Quote:
Originally Posted by mbugg1976
Thanks Traynor
Not really understanding the below
I can use weka but there is that many classifiers it left me slightly confused
|
You look for X (whatever it may be). You look in all entries, all races to see how many times you find a match for X. Example, jockey with green cap. Those are matches. Then find how many of those matches were wins--however you define it--usually "won the race" or close, or something similar. Those are the hits.
In 100 races, 300 entries match X. Of that 300, 30 won. The value of X as a factor is 30/300. 0.10.
If you use that basic qualifier first, it will quickly locate the most signicant of the variables.
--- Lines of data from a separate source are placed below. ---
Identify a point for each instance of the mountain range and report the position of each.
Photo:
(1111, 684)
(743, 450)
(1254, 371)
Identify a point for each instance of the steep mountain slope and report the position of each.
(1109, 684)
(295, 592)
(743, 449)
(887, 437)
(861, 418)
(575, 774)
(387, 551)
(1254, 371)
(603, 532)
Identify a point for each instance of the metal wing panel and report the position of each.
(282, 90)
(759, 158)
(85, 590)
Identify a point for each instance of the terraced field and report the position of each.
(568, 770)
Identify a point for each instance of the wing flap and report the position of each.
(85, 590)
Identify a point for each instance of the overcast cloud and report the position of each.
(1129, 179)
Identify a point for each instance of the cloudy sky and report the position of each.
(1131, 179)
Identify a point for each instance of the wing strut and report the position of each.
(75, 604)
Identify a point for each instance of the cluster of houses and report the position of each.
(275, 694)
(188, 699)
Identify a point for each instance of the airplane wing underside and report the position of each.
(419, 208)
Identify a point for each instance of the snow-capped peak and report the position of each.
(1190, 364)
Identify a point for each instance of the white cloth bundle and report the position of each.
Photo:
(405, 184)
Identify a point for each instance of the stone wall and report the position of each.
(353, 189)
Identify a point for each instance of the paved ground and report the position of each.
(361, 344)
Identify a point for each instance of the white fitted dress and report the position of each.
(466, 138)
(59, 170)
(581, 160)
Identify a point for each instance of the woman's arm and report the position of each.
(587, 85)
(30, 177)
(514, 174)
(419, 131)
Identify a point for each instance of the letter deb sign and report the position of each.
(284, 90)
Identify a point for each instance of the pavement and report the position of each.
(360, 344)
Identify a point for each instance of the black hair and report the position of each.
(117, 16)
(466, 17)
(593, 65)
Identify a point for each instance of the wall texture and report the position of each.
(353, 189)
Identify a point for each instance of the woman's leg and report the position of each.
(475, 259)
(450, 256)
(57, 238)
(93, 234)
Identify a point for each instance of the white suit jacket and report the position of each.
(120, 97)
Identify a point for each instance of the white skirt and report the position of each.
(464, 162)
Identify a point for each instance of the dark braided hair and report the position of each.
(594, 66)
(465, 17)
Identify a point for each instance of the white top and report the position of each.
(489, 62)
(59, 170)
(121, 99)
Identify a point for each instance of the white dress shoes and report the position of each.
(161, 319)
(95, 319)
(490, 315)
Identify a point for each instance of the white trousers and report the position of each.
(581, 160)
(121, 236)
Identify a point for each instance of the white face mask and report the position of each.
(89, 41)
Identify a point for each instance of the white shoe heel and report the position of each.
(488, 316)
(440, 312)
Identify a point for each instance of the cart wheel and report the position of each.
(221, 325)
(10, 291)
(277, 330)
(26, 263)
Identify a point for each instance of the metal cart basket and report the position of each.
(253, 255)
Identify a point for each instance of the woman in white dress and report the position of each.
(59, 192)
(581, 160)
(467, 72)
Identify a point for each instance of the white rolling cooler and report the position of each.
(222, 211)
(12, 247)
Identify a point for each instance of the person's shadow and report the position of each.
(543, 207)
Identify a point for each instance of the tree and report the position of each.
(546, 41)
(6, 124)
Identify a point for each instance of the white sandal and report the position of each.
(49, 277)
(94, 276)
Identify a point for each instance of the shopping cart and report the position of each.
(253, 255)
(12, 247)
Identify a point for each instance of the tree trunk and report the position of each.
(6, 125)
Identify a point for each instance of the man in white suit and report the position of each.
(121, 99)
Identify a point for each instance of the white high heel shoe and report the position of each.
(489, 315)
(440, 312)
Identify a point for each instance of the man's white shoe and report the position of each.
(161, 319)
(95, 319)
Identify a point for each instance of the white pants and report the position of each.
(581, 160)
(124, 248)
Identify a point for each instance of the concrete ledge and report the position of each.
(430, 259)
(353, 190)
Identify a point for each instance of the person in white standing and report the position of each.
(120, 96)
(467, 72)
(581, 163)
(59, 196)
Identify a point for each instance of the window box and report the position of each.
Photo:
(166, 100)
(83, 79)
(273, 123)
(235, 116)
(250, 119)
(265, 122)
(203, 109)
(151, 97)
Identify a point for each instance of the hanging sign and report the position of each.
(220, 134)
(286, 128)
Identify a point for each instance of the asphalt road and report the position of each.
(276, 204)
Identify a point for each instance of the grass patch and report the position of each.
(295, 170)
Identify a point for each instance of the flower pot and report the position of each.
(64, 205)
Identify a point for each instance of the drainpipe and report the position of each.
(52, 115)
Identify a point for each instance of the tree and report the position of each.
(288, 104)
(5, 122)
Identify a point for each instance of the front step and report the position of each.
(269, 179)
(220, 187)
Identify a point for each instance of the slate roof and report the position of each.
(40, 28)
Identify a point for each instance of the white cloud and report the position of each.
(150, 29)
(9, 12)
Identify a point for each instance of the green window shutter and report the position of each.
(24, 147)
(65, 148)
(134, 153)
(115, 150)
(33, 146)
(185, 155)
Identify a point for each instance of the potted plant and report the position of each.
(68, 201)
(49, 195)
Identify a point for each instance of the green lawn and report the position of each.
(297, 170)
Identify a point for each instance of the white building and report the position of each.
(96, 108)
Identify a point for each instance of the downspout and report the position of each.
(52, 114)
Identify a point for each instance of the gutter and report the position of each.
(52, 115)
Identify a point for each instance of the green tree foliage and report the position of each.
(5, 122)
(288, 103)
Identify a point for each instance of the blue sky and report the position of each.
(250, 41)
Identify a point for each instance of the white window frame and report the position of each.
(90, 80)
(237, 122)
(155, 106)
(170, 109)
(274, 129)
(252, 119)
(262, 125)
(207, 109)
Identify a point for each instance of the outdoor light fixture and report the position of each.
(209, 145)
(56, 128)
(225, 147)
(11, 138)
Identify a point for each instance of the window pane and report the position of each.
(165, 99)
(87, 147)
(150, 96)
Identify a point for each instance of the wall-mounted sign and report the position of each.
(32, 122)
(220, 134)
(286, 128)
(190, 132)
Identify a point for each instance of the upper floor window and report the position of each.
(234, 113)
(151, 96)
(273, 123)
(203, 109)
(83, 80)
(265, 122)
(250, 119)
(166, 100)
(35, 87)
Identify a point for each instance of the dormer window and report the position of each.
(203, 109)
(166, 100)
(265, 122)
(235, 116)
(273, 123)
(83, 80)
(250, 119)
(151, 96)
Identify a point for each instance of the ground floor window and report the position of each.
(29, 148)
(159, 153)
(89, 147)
Initially, I use a coded "pattern" to pre-qualify. Faster, easier, and simpler than most other approaches. The data is in a long string (for example) separated by commas. Split it at the commas. Identify the element of interest (46). Identify the element you want as "win" (79 or whatever). Loop through the whole data clump, finding how many times element 46 matches X, and how many times element 79 is "won the race" or whatever.
If data(46) = something Then
'increment matches
matches += 1
if data(79) = "won" Then
'increment wins
wins += 1
End If
End If
I did a research project awhile back that analyzed some insane number of horses and races (every race run in Australia in five years). It was MUCH easier to use code than to try to fix the (horribly broken) database that it came in.